Answer: 15.56 L of oxygen gas reacts to produce 56.1 grams of magnesium oxide at STP.
Step-by-step explanation:
The given chemical equation represents the reaction between magnesium (Mg) and oxygen (O2) to form magnesium oxide (MgO) with a stoichiometric ratio of 2:1 between Mg and O2. This means that for every 2 moles of Mg that reacts, 1 mole of O2 is consumed.

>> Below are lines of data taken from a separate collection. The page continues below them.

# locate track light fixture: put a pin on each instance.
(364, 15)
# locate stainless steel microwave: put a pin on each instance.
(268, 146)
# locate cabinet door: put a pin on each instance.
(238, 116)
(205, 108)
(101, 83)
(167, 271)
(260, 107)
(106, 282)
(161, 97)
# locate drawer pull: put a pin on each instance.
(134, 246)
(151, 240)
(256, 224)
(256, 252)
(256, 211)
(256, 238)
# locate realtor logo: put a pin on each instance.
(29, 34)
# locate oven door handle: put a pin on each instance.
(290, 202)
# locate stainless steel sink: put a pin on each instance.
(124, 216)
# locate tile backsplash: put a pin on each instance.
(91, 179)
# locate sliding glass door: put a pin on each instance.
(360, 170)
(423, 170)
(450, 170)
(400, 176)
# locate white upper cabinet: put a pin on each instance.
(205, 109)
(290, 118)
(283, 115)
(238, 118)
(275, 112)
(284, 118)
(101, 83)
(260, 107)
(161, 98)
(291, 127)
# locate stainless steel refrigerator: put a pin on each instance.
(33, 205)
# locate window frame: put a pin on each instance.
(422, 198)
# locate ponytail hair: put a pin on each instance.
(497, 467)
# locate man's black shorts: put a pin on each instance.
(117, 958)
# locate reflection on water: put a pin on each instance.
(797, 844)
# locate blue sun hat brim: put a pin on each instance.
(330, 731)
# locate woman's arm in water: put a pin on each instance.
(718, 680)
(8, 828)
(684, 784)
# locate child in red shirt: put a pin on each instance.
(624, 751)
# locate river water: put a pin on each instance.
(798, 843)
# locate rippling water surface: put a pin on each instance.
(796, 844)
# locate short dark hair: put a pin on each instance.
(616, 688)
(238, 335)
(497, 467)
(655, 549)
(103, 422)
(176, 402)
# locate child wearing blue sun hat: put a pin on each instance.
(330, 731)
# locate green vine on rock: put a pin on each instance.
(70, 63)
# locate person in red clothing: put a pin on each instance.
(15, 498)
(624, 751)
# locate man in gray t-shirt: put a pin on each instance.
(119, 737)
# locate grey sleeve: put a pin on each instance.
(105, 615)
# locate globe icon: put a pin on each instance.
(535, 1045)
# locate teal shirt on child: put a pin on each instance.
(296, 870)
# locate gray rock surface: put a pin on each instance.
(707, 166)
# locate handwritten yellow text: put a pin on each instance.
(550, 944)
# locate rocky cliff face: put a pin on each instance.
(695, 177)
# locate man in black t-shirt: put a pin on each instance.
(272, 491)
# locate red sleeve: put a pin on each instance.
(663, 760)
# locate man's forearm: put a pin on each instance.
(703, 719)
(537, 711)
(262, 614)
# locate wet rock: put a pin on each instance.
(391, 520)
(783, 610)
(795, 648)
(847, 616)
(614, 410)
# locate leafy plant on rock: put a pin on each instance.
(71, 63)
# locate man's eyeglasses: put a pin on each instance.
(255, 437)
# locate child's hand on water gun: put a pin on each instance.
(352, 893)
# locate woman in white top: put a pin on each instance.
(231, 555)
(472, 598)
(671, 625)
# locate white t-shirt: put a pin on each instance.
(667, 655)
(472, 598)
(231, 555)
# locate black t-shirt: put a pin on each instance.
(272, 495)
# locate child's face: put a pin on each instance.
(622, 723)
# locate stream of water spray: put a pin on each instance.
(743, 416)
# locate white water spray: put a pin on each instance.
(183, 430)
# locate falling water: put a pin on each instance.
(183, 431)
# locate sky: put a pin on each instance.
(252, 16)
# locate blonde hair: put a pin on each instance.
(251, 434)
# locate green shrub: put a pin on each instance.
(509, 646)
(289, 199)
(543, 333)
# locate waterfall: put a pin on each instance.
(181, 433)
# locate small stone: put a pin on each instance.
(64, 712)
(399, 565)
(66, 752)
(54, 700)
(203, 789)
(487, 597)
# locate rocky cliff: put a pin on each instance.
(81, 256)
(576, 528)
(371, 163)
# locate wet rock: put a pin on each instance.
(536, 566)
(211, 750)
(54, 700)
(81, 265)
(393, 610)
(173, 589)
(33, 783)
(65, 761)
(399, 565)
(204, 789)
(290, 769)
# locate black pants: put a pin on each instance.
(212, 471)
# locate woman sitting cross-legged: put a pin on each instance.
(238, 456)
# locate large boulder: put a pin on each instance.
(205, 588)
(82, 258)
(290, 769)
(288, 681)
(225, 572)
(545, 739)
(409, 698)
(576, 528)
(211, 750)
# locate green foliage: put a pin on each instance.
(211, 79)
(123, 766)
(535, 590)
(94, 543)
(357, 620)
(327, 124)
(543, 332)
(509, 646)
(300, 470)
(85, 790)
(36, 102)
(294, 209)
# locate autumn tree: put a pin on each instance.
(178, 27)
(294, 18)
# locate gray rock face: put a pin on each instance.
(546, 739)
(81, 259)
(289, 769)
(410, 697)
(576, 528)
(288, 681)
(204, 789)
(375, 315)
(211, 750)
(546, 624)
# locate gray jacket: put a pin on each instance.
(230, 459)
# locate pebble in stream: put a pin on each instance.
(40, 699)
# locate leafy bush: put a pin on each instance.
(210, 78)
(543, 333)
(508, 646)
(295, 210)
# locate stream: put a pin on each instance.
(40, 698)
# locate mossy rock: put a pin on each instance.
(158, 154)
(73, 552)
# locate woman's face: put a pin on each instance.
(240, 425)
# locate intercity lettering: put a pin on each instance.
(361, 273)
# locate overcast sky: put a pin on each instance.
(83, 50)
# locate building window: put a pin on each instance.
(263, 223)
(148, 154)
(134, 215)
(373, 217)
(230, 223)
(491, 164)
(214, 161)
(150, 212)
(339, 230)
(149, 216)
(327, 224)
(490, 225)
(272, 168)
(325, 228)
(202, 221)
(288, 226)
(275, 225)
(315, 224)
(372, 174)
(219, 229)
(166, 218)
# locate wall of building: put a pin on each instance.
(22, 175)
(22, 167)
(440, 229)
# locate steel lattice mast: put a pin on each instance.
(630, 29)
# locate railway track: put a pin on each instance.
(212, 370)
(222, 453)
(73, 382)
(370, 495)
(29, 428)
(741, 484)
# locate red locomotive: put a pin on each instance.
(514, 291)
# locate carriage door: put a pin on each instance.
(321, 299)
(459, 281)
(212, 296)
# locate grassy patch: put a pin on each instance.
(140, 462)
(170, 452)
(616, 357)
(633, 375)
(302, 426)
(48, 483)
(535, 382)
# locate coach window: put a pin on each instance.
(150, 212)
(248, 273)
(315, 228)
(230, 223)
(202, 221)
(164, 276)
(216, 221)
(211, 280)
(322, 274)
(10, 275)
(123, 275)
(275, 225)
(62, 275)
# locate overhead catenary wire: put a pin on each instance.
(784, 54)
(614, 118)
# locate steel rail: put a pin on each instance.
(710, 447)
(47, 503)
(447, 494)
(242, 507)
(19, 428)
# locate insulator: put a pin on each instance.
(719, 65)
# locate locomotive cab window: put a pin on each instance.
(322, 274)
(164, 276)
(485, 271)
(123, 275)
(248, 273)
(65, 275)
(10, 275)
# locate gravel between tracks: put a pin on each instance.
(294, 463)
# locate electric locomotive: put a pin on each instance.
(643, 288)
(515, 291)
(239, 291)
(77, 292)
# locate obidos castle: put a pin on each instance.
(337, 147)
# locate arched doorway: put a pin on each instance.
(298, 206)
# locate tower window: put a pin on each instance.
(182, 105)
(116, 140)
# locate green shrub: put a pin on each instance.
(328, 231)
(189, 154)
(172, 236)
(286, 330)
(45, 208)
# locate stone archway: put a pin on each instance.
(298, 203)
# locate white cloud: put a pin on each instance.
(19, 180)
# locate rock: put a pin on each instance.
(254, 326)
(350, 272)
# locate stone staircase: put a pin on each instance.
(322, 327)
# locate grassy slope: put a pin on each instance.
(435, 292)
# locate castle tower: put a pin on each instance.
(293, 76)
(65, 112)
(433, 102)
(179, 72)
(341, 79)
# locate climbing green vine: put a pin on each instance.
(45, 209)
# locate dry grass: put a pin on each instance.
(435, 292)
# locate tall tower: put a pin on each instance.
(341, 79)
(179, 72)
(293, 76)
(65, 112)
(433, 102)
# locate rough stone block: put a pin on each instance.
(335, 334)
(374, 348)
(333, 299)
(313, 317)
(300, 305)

The molar mass of MgO is 40.3 g/mol (24.3 g/mol for Mg + 16.0 g/mol for O). Therefore, the number of moles of MgO produced can be calculated as follows:
Number of moles of MgO = Mass of MgO / Molar mass of MgO
Number of moles of MgO = 56.1 g / 40.3 g/mol
Number of moles of MgO = 1.39 mol
Since the stoichiometric ratio of Mg to O2 is 2:1, we can calculate the number of moles of O2 consumed as follows:
Number of moles of O2 = (Number of moles of MgO) / 2
Number of moles of O2 = 1.39 mol / 2
Number of moles of O2 = 0.695 mol
At STP (standard temperature and pressure), one mole of any ideal gas occupies 22.4 L. Therefore, the volume of O2 consumed can be calculated as follows:
Volume of O2 consumed = Number of moles of O2 x 22.4 L/mol
Volume of O2 consumed = 0.695 mol x 22.4 L/mol
Volume of O2 consumed = 15.56 L
Therefore, 15.56 L of oxygen gas reacts to produce 56.1 grams of magnesium oxide at STP.